My explanation for why Reminiscence is so bad is this: it was like they filmed a collection of scenes, put them in a bag, dumped them on the ground, and whatever order they landed in is how they cut the movie.  My distaste for non-linear plots is well-documented, and while this is not as crooked or backwards as some, it is enough.  As it turns out, the whole film is a memory of Nick’s some twenty years in the future, and his body is tended to by Watts.  It would seem he had been plugged into his own machine for two decades, and I guess in this world people in that state do not need to eat or take care of any other bodily functions.  That was where my mind went immediately, anyway.  To a degree, I will confess this concept makes some sense.  When you look back over your life, do you see it as a collection of moments, or as an easily followed narrative?  The film basically describes our brains as such.  As with most of us, we probably see our experiences as a set of flashpoints.  Yet, stringing these together does not make for good cinema, and it ultimately becomes frustrating to watch.  Try it sometime.  Describe your brain to someone else and see if they can follow along.  Another thing that I am pretty sure our brains cannot do is see a specific memory as through the perspective of anyone else.  I say this because there are aspects of these projected thoughts that can only be the result of multiple camera angles, as if the whole thing were being filmed. . . .

Now that I have torn Reminiscence down, allow me to build it back up to a slight degree.  I cannot emphasize those last few words enough.  The memories that people experience when they use Nick’s machine are described as a drug.  Hence, Nick is getting high on his own supply, which makes him a tragic figure.  There is some truth to this notion.  Nostalgia can kill you.  I cannot say I am innocent of being stuck in the past, at times.  It is also something I have seen in my training as a spiritual director, and in working with my directees.  The things we have gone through tend to wound us, and more often than not, it is why people seek spiritual direction.  One thing that is stressed early on, though, is that spiritual direction is not therapy.  Therapists have a specific job, and it is separate from the role of a spiritual director.  And yet, healing does take place in spiritual direction.  It is really nothing that a directee does.  We are taught merely to be a mirror to the directee, a conduit through which they can draw closer to God.  All we directors can do is reflect God’s love.  Nick does not take this tact.  He seems to realize all the lessons, and then opts for the worst possible solution: to lose himself in his memories.  It is a tempting to path.  Who among us would not want to relive the happiest moments of our lives.  While God is Lord of past, present, and future, for us the route to Him is always before us.  Thus, while I like the warning about living in the past, I wish Nick would have taken his own advice.

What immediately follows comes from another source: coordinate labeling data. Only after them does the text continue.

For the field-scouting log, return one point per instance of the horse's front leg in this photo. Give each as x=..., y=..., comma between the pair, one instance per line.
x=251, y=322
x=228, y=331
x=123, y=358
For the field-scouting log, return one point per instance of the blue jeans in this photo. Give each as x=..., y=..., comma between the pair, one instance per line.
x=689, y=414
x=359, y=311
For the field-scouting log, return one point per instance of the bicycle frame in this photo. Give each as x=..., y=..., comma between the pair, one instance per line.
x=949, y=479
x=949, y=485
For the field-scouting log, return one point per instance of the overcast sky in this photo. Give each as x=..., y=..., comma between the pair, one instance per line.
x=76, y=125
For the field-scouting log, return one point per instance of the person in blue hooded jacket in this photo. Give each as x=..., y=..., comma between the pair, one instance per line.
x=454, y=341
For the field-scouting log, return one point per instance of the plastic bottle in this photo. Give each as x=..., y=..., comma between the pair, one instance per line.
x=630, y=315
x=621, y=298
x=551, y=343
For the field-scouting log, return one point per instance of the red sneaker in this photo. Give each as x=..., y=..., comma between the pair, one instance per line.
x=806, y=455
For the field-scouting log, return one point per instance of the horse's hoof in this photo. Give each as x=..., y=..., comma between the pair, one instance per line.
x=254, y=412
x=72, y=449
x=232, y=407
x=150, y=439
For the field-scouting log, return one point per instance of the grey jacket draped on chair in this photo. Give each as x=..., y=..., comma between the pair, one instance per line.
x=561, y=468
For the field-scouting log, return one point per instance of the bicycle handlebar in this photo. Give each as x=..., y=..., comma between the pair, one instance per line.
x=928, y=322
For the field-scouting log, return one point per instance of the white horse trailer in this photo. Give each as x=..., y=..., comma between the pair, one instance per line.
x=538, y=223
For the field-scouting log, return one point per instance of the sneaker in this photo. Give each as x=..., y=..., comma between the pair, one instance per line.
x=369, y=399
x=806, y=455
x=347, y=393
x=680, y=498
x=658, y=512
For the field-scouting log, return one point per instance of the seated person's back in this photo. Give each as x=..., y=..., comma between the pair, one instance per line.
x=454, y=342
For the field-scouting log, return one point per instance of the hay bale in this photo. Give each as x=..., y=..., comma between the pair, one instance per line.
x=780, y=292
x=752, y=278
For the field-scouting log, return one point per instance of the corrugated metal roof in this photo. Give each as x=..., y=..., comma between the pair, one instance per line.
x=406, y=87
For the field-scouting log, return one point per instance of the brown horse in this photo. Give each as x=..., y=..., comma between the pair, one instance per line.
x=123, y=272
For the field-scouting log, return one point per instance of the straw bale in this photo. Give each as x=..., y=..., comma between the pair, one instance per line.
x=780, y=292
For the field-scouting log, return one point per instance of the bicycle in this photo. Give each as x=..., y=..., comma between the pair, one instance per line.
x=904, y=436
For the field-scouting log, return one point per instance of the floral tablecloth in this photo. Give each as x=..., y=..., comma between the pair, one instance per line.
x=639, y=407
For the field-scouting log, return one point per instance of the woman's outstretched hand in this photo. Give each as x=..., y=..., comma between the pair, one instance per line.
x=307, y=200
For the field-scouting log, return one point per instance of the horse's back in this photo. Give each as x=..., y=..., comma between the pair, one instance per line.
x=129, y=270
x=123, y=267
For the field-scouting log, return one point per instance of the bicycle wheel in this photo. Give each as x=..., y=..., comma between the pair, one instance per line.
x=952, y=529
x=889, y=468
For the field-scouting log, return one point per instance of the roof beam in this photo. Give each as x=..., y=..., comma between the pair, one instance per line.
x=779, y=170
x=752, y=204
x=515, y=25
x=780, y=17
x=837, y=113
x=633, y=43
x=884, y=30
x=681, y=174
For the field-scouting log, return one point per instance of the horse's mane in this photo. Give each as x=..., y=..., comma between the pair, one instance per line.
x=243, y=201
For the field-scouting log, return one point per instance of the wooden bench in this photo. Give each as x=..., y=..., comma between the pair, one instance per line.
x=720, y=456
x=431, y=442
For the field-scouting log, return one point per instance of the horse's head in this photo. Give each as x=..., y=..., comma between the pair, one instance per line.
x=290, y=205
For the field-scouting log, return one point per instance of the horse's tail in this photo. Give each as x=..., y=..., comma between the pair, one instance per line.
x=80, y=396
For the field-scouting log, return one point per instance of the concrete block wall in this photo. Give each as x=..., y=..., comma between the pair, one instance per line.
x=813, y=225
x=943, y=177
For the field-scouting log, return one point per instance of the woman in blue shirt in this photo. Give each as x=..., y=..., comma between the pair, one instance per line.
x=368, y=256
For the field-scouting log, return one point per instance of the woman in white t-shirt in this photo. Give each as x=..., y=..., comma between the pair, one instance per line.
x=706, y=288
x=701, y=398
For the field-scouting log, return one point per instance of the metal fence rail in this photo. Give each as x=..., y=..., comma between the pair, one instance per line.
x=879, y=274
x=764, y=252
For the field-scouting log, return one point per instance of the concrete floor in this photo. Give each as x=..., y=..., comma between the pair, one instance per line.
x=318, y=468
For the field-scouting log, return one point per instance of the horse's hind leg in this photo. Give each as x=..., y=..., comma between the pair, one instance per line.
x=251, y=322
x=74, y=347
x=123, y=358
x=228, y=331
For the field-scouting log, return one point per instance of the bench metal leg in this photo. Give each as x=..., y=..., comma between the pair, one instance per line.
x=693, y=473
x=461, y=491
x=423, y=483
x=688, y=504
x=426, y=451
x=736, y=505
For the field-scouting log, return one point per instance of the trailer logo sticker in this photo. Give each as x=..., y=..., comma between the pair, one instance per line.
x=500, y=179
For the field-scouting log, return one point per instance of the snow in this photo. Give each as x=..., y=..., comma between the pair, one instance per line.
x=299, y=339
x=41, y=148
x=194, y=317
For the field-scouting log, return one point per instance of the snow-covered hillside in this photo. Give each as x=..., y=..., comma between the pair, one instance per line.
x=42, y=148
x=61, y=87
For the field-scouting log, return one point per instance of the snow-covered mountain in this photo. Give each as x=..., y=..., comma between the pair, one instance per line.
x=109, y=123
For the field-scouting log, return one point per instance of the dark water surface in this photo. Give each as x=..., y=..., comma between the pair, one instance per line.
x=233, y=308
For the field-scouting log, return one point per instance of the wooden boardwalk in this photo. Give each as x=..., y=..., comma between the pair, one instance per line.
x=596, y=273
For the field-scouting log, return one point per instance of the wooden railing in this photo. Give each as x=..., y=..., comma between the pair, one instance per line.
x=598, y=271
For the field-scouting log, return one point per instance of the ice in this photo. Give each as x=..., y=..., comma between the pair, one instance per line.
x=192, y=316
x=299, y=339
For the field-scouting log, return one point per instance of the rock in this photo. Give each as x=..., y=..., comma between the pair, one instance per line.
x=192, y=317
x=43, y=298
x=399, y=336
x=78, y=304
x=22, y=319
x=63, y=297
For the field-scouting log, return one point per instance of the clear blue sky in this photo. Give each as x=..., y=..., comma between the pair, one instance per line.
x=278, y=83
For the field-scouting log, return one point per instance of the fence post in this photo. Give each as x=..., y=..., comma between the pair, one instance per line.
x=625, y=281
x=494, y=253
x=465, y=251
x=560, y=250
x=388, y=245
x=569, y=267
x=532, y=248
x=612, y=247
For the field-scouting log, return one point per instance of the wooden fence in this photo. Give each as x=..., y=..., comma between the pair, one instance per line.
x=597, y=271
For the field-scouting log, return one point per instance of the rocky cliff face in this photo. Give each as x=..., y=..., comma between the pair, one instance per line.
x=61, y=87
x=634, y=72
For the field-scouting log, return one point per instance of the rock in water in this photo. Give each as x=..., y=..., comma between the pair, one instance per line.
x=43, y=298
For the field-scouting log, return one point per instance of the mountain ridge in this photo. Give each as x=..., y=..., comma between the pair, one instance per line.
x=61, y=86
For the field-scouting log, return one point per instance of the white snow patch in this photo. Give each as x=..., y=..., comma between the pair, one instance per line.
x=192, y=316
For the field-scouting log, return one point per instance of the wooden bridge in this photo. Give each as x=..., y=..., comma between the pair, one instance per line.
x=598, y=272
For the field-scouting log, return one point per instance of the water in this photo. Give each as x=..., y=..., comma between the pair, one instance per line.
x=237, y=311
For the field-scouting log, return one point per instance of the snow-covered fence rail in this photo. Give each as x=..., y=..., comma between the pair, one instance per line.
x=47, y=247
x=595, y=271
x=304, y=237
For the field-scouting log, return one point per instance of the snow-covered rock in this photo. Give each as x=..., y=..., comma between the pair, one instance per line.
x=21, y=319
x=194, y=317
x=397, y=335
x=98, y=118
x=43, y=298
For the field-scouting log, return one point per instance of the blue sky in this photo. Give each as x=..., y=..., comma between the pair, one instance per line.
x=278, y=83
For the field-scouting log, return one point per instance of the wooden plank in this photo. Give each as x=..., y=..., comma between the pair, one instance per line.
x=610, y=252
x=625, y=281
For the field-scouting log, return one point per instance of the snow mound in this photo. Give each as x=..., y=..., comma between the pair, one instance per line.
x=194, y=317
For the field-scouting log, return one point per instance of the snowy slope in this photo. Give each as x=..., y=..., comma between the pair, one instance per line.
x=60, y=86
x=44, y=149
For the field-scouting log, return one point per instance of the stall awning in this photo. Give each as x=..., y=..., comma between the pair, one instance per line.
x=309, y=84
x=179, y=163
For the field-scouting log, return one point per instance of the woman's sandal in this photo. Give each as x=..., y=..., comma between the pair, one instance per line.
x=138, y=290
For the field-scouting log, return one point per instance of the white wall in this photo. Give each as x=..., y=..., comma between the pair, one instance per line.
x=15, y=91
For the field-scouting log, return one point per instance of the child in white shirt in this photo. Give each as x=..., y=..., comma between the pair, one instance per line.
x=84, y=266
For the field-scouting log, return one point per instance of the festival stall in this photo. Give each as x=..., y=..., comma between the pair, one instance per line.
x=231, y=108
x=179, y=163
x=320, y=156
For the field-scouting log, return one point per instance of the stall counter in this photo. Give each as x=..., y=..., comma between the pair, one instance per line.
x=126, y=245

Then again, Reminiscence does remind us that it is easy to say such things like “MOVE ON!” and yet another to follow it.  I have never liked it when people have said that to me.  It always comes off as empty and un-empathetic.  None of this should be considered a reason to watch the film.  It is ultimately aggravating, and of small value.  The impeding threat of water swallowing up everything is never realized.  There is nothing else of satisfaction.  Instead, try praying for a time.